Saturday, June 28, 2008

Okapi Framework... TXT to XLIFF

I came across Okapi Framework, when I was writing scripts to extract and convert plain text to XLIFF format. So far, I have only tried using the text extraction and text rewriting tools, and find that the application is quite versatile. It allows extracting of translatable text in various formats and form XLIFF files. Besides, it has a pretty easy-to-use interface which allow users to create and test the filters using regular expressions... These filters can be used to extract translatable text from some funny formats that you have never seen..



The goal of the Okapi Framework is to allow tools developers and localizers to build new localization processes or enhance existing ones to best meet their needs, while preserving a level of compatibility and interoperability. It also provides them with a way to share (and re-use) components across different solutions. The project uses and promotes open standards, where they exist. For the aspects where open standards are not defined yet, the framework offers its own. The ultimate goal is to adopt the industry standards when they are defined and useable.

Personally, I like Okapi because it uses a common file format, XLIFF, for localization. From my work experience, I often receive materials in different formats from various departments and the result of this caused the Translation Database messy. By using one common format, it makes life easier for the translators, reviewer and linguists, as they only need to learn to handle one type of file and for the engineers to convert the file back to their native formats is just a button click away..

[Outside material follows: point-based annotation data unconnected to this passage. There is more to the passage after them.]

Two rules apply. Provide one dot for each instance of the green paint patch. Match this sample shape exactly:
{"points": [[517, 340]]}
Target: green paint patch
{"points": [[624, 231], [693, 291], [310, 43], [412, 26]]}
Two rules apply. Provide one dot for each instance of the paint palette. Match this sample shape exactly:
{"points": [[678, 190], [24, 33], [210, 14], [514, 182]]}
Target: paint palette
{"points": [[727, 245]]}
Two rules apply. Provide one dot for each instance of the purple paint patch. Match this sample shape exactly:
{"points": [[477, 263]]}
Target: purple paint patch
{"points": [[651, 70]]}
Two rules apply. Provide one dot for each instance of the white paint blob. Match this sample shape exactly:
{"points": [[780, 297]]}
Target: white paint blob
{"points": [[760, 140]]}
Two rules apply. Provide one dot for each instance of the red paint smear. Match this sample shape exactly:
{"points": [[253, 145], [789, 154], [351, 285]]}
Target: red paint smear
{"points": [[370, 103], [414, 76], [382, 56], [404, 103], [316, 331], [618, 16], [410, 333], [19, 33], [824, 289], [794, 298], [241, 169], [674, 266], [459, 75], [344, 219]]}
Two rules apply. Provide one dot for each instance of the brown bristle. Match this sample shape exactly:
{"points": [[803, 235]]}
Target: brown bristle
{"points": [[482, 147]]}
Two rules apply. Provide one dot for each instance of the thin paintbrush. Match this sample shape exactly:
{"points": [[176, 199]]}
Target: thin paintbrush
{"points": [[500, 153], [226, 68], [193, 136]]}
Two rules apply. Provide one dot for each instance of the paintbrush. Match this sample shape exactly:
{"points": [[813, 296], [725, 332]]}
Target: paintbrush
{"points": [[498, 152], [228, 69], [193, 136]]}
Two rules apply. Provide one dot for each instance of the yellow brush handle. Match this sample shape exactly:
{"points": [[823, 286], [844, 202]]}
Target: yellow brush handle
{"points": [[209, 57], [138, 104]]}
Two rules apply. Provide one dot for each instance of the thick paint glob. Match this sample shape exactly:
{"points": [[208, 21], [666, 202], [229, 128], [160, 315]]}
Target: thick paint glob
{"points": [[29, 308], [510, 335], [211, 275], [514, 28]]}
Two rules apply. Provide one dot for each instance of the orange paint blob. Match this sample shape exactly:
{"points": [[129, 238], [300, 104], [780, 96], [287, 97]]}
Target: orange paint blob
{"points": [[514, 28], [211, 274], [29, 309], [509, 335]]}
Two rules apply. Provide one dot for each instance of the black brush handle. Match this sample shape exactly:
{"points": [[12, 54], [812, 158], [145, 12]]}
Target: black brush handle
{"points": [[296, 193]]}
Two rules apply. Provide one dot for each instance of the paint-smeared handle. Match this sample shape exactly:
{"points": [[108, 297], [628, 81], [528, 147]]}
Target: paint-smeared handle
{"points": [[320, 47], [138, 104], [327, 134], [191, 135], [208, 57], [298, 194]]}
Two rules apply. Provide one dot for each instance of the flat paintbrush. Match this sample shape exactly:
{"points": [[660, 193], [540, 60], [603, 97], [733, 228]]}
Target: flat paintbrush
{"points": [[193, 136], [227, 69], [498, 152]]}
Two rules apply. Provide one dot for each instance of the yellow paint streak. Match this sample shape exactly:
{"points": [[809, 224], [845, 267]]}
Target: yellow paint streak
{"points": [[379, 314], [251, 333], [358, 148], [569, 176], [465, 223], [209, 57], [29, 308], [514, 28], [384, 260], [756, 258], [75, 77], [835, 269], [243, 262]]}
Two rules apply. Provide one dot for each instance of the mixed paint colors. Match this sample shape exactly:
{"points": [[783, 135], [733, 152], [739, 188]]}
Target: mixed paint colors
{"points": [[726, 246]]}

At the point of this post is written, Okapi is still under development, and the support for the XLIFF specification is still quite limited. It only support some tags like , and etc. Furthermore, the support for some standard file types like *.doc is also not in place yet... I think it will be a great tool if these are all implemented..... I am looking forward to it..

2 comments:

Alex Ho said...

--- Someone asked me if I could convert XLS with Okapi and asked is this something that TRADOS can't do? Lastly, the comparison between the two tools in doing it. ---

-------------------------------
The answer to it is yes and no.

Okapi does not support XLS files out of the box. Hence, you need to convert the file from XLS to CVS format first. Then, extract the text and create the XLIFF format files. Personally, I think it is a good idea to use XLIFF format for localization. It promotes one format for all... Easy to manage... it also makes the work processes more effective and efficient.

Trados can convert the files from XLS to TTX for the localization processes. However, using Trados on XLS files usually gives you lots of headache, especially when there are tons of entries in the XLS files.

Conversion from XLS to TTX format, the process can take a long time to complete. The longest time I took, in my experience, was around 1 hour and 30 mins or more to convert 1 file. Splitting up the files into small ones is a better option. However, the analysis for one file or multiple small files can take up to 4 hours to complete. That's not the worst! My worst scenario was it took more than 24 hours to complete!! AND guess what happened if the computer crashed??? *shake head* So usually for huge XLS files, my advice is to use SDLX to work on and analyze.

Alex Ho said...

---- Someone asked me in my previous blog.... As for SDLX, I understand it can deal with XLS better, but do you know of any feature to turn xls into xliff (provided you have the format information for the xliff)? ----


Personally, I have not try converting any complex XLS files to XLIFF format. Furthermore, Okapi can't convert them directly... You have to convert them to CVS format before they can be converted to XLIFF formats... Using this method, formats and formulae, however, will be lost during the conversion to CVS format....

If you are using SDLX to perform translation, it is better to use SDLX to work on the files directly.. instead of XLIFF format... Alternatively, you can try using Heartsome CAT tools to do.. they can convert XLS to XLIFF.... but you need to buy the tools...